Since our method is species tree-aware, another question is how well it places LGTs in the species tree, i.e., how often are the From and To lineages in the species tree correctly identified? Once the correct LGT vertex is identified and requiring a posterior probability >0.5, our method identified the correct From lineage in 82 out of 117 synthetic families (Additional file 1: Figure S4B; there are 82 families with posterior probability >0.5). Similarly, 73 out of 117 To lineages (Additional file 1: Figure S4C) are correctly inferred. In 73 cases out of 117, both From and To lineages are correctly inferred (Additional file 1: Figure S4D).

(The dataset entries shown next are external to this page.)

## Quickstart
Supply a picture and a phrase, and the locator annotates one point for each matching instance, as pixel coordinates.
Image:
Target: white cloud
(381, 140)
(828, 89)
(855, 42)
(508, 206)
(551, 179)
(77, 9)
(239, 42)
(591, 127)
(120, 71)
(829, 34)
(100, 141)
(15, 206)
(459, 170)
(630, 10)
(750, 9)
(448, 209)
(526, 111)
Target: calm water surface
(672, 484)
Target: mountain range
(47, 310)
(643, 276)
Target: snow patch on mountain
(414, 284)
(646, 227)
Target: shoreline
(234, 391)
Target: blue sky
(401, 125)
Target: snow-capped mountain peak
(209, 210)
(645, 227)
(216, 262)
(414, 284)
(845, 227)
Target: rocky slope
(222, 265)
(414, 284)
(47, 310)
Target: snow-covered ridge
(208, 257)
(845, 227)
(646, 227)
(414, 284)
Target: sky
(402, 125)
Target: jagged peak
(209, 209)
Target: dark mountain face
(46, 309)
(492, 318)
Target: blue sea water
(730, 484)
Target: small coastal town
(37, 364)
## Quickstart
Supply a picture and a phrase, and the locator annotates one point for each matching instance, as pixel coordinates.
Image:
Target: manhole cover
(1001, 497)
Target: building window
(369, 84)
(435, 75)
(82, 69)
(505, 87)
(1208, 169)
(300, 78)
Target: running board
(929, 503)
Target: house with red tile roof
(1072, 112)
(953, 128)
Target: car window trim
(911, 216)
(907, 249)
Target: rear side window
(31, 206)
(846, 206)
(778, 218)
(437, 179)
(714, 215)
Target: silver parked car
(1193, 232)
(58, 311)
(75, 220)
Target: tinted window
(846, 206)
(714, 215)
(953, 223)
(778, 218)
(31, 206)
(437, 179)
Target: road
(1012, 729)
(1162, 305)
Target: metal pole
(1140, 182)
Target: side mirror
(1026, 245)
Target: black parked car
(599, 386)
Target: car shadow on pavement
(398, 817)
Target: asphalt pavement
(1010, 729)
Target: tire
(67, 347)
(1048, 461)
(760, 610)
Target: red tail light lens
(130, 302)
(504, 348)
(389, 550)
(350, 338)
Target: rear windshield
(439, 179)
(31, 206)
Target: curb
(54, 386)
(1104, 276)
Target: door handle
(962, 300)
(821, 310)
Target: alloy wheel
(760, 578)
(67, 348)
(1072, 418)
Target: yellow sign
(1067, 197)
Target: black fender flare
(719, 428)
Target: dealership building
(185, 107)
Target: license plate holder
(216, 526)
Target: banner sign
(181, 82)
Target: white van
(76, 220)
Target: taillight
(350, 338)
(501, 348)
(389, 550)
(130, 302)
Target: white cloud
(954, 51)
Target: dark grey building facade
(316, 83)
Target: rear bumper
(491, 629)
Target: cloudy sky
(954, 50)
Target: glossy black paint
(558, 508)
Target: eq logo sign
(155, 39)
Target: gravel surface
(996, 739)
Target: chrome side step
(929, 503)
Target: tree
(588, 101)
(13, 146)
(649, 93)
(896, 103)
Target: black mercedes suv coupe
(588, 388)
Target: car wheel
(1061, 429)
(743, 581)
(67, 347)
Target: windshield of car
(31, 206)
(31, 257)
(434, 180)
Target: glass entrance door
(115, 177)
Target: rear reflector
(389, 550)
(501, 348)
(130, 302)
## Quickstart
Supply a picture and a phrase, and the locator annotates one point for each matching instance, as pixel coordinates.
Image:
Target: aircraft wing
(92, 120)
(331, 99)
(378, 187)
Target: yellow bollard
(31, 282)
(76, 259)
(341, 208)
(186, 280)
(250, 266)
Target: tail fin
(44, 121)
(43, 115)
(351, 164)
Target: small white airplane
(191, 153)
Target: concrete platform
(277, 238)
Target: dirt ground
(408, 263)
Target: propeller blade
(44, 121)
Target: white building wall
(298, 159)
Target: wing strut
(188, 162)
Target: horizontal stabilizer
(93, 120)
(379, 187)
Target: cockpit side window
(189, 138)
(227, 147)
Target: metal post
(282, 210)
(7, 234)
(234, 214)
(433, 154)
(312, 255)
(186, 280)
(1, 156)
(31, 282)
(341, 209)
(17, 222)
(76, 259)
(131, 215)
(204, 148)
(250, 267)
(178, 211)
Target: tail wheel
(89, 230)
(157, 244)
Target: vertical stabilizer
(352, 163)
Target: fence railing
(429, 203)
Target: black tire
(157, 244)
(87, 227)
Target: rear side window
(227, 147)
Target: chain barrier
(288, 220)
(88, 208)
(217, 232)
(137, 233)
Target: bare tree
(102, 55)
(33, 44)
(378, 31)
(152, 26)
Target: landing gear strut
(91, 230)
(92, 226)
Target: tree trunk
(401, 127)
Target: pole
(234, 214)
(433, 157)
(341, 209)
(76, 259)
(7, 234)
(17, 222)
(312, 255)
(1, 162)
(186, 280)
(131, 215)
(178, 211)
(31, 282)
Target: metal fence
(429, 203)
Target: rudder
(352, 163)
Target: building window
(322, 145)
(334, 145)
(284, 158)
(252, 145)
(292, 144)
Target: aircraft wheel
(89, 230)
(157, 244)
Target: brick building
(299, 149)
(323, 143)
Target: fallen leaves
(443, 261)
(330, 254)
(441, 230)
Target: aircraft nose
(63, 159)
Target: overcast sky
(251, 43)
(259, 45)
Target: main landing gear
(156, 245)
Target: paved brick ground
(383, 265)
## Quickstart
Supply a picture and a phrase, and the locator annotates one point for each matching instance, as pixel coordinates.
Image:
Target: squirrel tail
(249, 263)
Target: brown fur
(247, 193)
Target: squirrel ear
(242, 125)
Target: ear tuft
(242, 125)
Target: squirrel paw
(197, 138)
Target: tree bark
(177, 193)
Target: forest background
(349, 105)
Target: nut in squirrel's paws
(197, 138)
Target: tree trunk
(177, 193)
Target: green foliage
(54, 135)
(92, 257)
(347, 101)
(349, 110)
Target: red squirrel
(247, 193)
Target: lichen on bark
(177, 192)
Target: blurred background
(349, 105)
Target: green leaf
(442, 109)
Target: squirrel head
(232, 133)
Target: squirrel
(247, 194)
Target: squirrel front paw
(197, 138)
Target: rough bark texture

The placement of a transfer can be ambiguous even if you know the true gene tree. We therefore assessed predictions with topological and temporal distance metrics (see above), measuring how far away from the true LGT event the estimated posterior is. Figure 1 a and b shows the performance of our method according to $E_{\mathcal {D}_{Ga}}(d, q | G)$ and $E_{\mathcal {D}_{Gm}}(d, q | G)$, respectively. As expected (from correctly placed LGT events, above), both distance metrics are zero in most cases. However, there are much fewer than 73 families with distance 0 and this is due to the conservative definition of the distance metrics: even when the MAP prediction is correct, the distances can be non-zero. Similarly, performance for the temporal distance metrics $E_{\mathcal {D}_{Ta}}(d, q | G)$ and $E_{\mathcal {D}_{Tm}}(d, q | G)$ is shown in Fig. 1 c and d, respectively. We note that although there are more families for which the temporal metrics is zero or relatively low, we see some families for which the distances are relatively higher.

Inferred transfers in Mollicutes and Cyanobacteria

We applied our method to the two biological datasets studied by Sjöstrand et al. [28]: Mollicutes and Cyanobacteria. The Mollicute dataset comprises 726 gene families from 14 strains and the Cyanobacteria dataset consists of 2296 gene families from 13 strains.

Based on the posterior probabilities of LGT, we estimate a total of 266 expected transfers in the Mollicutes dataset, so on average about one LGT in every third gene family, and we have 122 predicted LGT events with posterior probability higher than 0.5. Similarly, in Cyanobacteria, the total expected number of transfers in MAP samples was estimated to 575, i.e., about one LGT in every fourth gene family. We get 94 LGT events predicted with probability higher then 0.5.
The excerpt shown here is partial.